The series of clicks that one makes on the internet is merely a series of decisions, decisions that can be considered in much the same way as real-life decisions are. Each decision one makes online comes with a set of explicit and implicit agreements. As examples, explicit in the decision to join Facebook in the first place is the  agreement to Facebook’s Terms and Conditions; implicit in the decision to add a person as a friend on Facebook is the agreement to allow your friend to have all the information about you that you allow under your general privacy settings; etc. Of course, a fundamental assumption of this point of view is that a person owns a certain piece of information if he or she knows it. This is of course a rebuttal to the point of view that transferring a piece of information to someone else constitutes a shared ownership in which both parties must agree to any further transaction of that piece of information. Perhaps a future blog post will discuss this IP debate more thoroughly. For now, assuming this point of view, we therefore have only ourselves to blame for peer-to-peer violations (assuming Facebook’s architecture is secure and honest, which it very much is, especially after the 2011 FTC review).
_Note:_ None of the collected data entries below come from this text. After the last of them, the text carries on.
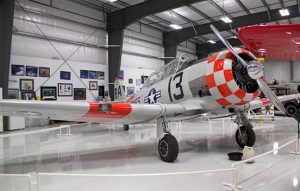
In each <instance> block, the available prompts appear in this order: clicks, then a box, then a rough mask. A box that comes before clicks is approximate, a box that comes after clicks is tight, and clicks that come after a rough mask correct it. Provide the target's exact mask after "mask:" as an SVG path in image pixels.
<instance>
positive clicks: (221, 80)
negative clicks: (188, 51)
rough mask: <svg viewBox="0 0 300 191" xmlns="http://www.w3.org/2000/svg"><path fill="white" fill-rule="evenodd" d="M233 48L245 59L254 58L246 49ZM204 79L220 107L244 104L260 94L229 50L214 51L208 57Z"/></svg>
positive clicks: (256, 96)
mask: <svg viewBox="0 0 300 191" xmlns="http://www.w3.org/2000/svg"><path fill="white" fill-rule="evenodd" d="M235 50H236V51H237V53H238V54H239V56H241V57H242V58H243V59H245V60H246V61H249V62H250V61H252V60H255V56H254V55H253V54H252V53H251V52H249V51H247V50H246V49H242V48H236V49H235ZM205 81H206V84H207V87H208V89H209V92H210V93H211V95H212V96H213V98H214V99H215V100H216V102H217V103H218V104H219V105H220V106H222V107H232V106H240V105H245V104H247V103H249V102H250V101H251V100H254V99H255V98H257V97H258V95H259V94H260V91H259V86H258V84H257V82H256V80H254V79H252V78H251V77H250V76H249V75H248V72H247V69H246V68H245V66H243V65H242V64H241V63H239V62H238V60H237V59H236V58H235V56H234V55H233V54H232V53H231V51H229V50H224V51H221V52H218V53H215V54H213V55H212V56H211V57H210V58H209V59H208V62H207V65H206V75H205Z"/></svg>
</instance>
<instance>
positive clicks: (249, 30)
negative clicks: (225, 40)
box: [238, 24, 300, 61]
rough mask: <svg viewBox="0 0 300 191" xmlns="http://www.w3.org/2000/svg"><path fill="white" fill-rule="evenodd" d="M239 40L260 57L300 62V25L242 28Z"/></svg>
mask: <svg viewBox="0 0 300 191" xmlns="http://www.w3.org/2000/svg"><path fill="white" fill-rule="evenodd" d="M238 35H239V39H240V40H241V42H242V43H243V44H244V45H245V46H246V48H247V49H249V50H250V51H251V52H253V53H254V54H256V55H258V56H262V57H265V58H269V59H276V60H293V61H295V60H300V24H283V25H256V26H248V27H242V28H240V29H239V31H238Z"/></svg>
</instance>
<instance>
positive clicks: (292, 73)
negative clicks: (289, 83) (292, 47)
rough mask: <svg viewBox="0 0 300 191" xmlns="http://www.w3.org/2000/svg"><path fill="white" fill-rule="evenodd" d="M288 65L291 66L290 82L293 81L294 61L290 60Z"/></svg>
mask: <svg viewBox="0 0 300 191" xmlns="http://www.w3.org/2000/svg"><path fill="white" fill-rule="evenodd" d="M290 65H291V66H290V67H291V70H290V77H291V78H290V80H291V81H290V82H293V80H294V62H293V61H290Z"/></svg>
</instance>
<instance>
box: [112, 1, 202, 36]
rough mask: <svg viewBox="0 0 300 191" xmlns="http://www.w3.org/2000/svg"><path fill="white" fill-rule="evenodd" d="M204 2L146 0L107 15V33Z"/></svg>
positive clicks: (112, 12) (192, 1)
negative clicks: (148, 16) (195, 3)
mask: <svg viewBox="0 0 300 191" xmlns="http://www.w3.org/2000/svg"><path fill="white" fill-rule="evenodd" d="M201 1H204V0H176V1H174V0H164V1H161V0H148V1H145V2H142V3H138V4H135V5H132V6H129V7H126V8H123V9H120V10H117V11H114V12H111V13H108V14H107V21H108V22H107V29H108V30H109V31H114V30H120V29H124V28H126V27H127V26H128V25H130V24H132V23H134V22H135V21H137V20H139V19H141V18H143V17H146V16H148V15H153V14H156V13H160V12H163V11H167V10H170V9H175V8H178V7H182V6H186V5H189V4H192V3H196V2H201Z"/></svg>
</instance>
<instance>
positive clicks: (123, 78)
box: [119, 70, 124, 80]
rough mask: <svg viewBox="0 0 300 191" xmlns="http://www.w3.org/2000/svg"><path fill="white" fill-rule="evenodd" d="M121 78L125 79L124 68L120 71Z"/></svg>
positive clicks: (120, 76) (119, 76)
mask: <svg viewBox="0 0 300 191" xmlns="http://www.w3.org/2000/svg"><path fill="white" fill-rule="evenodd" d="M119 78H120V80H124V70H120V71H119Z"/></svg>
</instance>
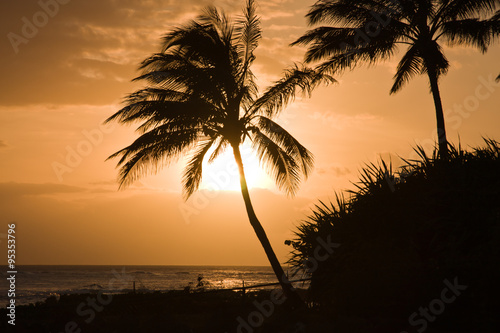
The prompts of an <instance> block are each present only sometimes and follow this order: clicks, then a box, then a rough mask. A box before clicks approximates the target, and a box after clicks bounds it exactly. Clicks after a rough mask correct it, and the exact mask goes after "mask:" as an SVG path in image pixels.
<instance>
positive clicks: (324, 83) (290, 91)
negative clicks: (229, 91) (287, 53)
mask: <svg viewBox="0 0 500 333" xmlns="http://www.w3.org/2000/svg"><path fill="white" fill-rule="evenodd" d="M334 82H337V81H336V80H335V79H334V78H333V77H331V76H330V75H328V74H322V73H318V72H317V71H315V70H313V69H311V68H307V67H303V66H302V67H298V66H297V65H295V66H294V67H292V68H291V69H288V70H286V72H285V74H284V77H283V78H282V79H281V80H279V81H276V82H275V83H274V84H273V85H272V86H271V87H269V88H268V89H267V90H266V91H265V92H264V94H263V95H262V96H261V97H260V98H259V99H258V100H257V101H255V103H254V104H253V106H252V108H251V109H250V110H249V112H248V113H249V114H256V113H263V114H265V115H267V116H268V117H274V116H276V115H277V114H278V113H279V112H280V111H281V110H282V109H283V108H284V107H285V106H286V105H287V104H288V103H289V102H290V101H292V100H293V99H294V98H295V96H296V94H297V89H300V91H301V92H302V93H303V94H305V95H309V96H310V95H311V93H312V91H313V89H314V88H316V87H317V86H318V85H320V84H329V83H334Z"/></svg>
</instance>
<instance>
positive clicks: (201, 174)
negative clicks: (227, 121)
mask: <svg viewBox="0 0 500 333" xmlns="http://www.w3.org/2000/svg"><path fill="white" fill-rule="evenodd" d="M216 140H217V137H214V138H210V139H208V140H203V141H200V142H198V146H197V148H196V150H195V152H194V153H193V154H192V156H191V159H190V160H189V162H188V163H187V166H186V168H185V169H184V174H183V176H182V185H183V187H182V189H183V192H184V198H185V199H186V200H187V199H188V198H189V197H190V196H191V195H192V194H193V193H194V192H196V190H198V187H199V186H200V183H201V179H202V176H203V159H204V158H205V155H206V154H207V152H208V151H209V150H210V148H211V147H212V145H213V144H214V142H215V141H216Z"/></svg>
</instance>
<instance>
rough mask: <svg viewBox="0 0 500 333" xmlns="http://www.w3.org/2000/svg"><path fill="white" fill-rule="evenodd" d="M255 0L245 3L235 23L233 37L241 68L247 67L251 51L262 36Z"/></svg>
mask: <svg viewBox="0 0 500 333" xmlns="http://www.w3.org/2000/svg"><path fill="white" fill-rule="evenodd" d="M255 7H256V5H255V1H254V0H248V1H247V5H246V7H245V9H244V11H243V17H241V18H240V19H239V20H238V21H237V24H236V28H235V38H236V39H237V41H238V43H237V48H238V53H239V55H240V58H241V59H243V66H242V67H243V68H245V69H246V68H248V67H249V66H250V63H251V62H252V61H253V60H254V58H255V56H254V54H253V52H254V51H255V49H256V48H257V46H258V45H259V40H260V39H261V37H262V30H261V28H260V20H259V17H258V16H257V14H256V10H255Z"/></svg>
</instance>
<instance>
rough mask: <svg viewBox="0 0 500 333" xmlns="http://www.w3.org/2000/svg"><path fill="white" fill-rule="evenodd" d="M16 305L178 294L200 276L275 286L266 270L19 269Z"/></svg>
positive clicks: (180, 267) (237, 285) (193, 268)
mask: <svg viewBox="0 0 500 333" xmlns="http://www.w3.org/2000/svg"><path fill="white" fill-rule="evenodd" d="M17 272H18V273H17V275H16V297H15V299H16V305H23V304H29V303H36V302H39V301H43V300H45V299H46V298H47V297H49V296H51V295H55V296H59V295H61V294H72V293H87V292H91V291H102V292H104V293H124V292H128V291H131V290H132V286H133V283H134V281H135V287H136V289H137V290H143V291H157V290H160V291H166V290H181V289H184V288H185V287H186V286H188V285H191V286H193V287H194V286H196V283H197V279H198V276H199V275H202V276H203V281H206V282H209V283H210V287H211V288H234V287H241V286H242V281H244V282H245V286H248V285H254V284H263V283H273V282H277V279H276V277H275V275H274V273H273V271H272V269H271V267H266V266H66V265H65V266H18V267H17ZM0 275H1V282H0V287H1V290H2V292H1V295H0V307H5V306H6V304H7V302H8V298H7V293H6V291H7V290H8V289H9V288H8V283H7V279H6V278H7V273H6V271H2V272H0Z"/></svg>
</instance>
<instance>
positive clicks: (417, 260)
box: [289, 140, 500, 332]
mask: <svg viewBox="0 0 500 333" xmlns="http://www.w3.org/2000/svg"><path fill="white" fill-rule="evenodd" d="M485 142H486V146H485V147H481V148H475V149H473V150H472V151H466V150H464V149H462V147H458V148H455V147H452V148H451V151H450V155H451V158H450V160H449V161H443V160H440V159H437V156H436V154H437V153H436V152H435V153H434V155H433V156H428V155H426V153H425V152H424V151H423V149H421V148H417V149H416V151H417V152H418V153H419V156H420V158H419V160H412V161H405V165H404V166H403V167H402V168H400V169H398V170H396V171H393V170H392V167H391V165H390V164H387V163H384V162H380V163H379V164H378V165H376V164H370V165H367V166H366V167H365V168H364V169H363V170H362V171H361V177H360V181H359V183H357V184H356V185H357V190H356V191H353V192H351V193H350V195H338V196H337V202H336V203H329V204H327V203H320V204H319V205H318V206H316V208H315V209H314V211H313V213H312V215H311V216H309V218H308V220H307V221H304V222H303V223H302V224H301V225H300V226H299V227H298V231H297V232H296V239H294V240H293V241H289V244H291V245H292V246H293V248H294V250H293V252H292V258H291V260H290V262H291V263H292V264H294V265H295V266H296V267H304V266H306V267H309V270H310V272H311V275H312V282H311V296H312V300H313V301H314V302H315V303H316V305H317V306H318V308H320V309H322V311H327V312H331V313H332V315H333V316H335V317H336V318H337V322H338V324H339V325H341V326H345V325H346V323H347V322H349V321H350V320H351V319H352V330H351V331H352V332H354V331H356V327H358V328H359V330H360V331H361V330H362V329H363V328H366V327H371V330H370V331H374V332H375V331H386V330H388V329H391V330H394V332H400V331H403V330H406V331H408V332H416V331H417V329H421V328H423V323H422V324H421V325H413V326H412V325H410V324H411V323H410V320H409V317H410V316H411V315H412V314H413V313H418V312H419V310H420V308H421V307H423V308H425V307H428V306H429V304H430V302H431V301H433V300H434V299H440V298H441V297H442V296H441V294H442V291H443V289H445V288H446V285H445V284H444V280H445V279H446V280H448V281H450V282H451V283H453V281H454V280H455V279H457V280H458V283H459V284H460V285H465V286H467V289H466V290H464V291H462V292H461V295H460V296H459V297H457V298H456V299H455V300H454V301H453V302H451V303H450V304H445V306H446V307H445V309H444V311H443V312H442V313H439V315H436V316H431V317H433V319H434V320H432V321H430V320H428V322H427V324H428V325H429V327H430V326H431V325H432V327H433V328H435V329H440V328H441V329H443V330H445V329H448V330H450V331H453V332H455V331H460V330H468V331H474V332H483V331H487V332H490V330H492V329H494V328H495V325H498V323H499V322H498V319H497V318H498V316H497V313H498V306H497V304H498V297H499V296H500V288H499V285H498V281H500V268H499V266H498V261H499V260H498V259H499V258H500V143H499V142H497V141H494V140H485ZM327 239H331V242H334V243H338V244H340V246H339V247H338V248H336V249H335V251H334V252H333V253H332V254H331V255H330V256H329V257H328V259H326V260H323V261H321V260H316V261H315V262H314V263H316V262H317V267H315V266H314V265H312V263H313V261H314V260H315V259H314V258H315V256H316V257H317V255H318V253H320V254H321V255H322V256H324V251H323V252H316V254H315V252H314V251H315V249H318V248H321V247H322V245H321V243H320V242H318V240H323V241H326V240H327ZM316 259H318V258H316ZM322 259H324V258H322ZM436 302H437V301H436ZM436 302H435V303H436ZM436 304H437V303H436ZM436 304H434V305H436ZM419 317H420V314H418V315H417V316H414V319H416V318H419ZM414 321H415V320H414ZM427 324H426V325H427ZM491 332H492V331H491Z"/></svg>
Much like Laurie’s email (from Professor Felten’s Class of 2016 Freshman Assembly reading by the same author of this week’s reading, James Grimmelmann), once person A makes a piece of information known to person B under certain conditions and person B does something permitted under these conditions that still does harm to person A, then person A only has themselves to blame. Perhaps person A, whom we’ll call Al, shouldn’t have made such sensitive information known to anyone but himself? Perhaps he should have considered more carefully to whom he was sending this piece of information? All we can say for sure is that given a network-secure architecture with honest and clear privacy settings (like who gets to see your wall post to Bob or the To: field in an email), people only have themselves to blame if their act of sharing information did harm to them.

People’s gut feelings about the realities of what goes on on Facebook will surely disagree with me, but when Facebook and other social networks are viewed as platforms on which users make completely free decisions — or can opt out of even making a decision at all — then perhaps social norms about information-sharing or better education about legal rights with regard to internet privacy are better courses of action than government intervention which ultimately cannot regulate the actions of individuals.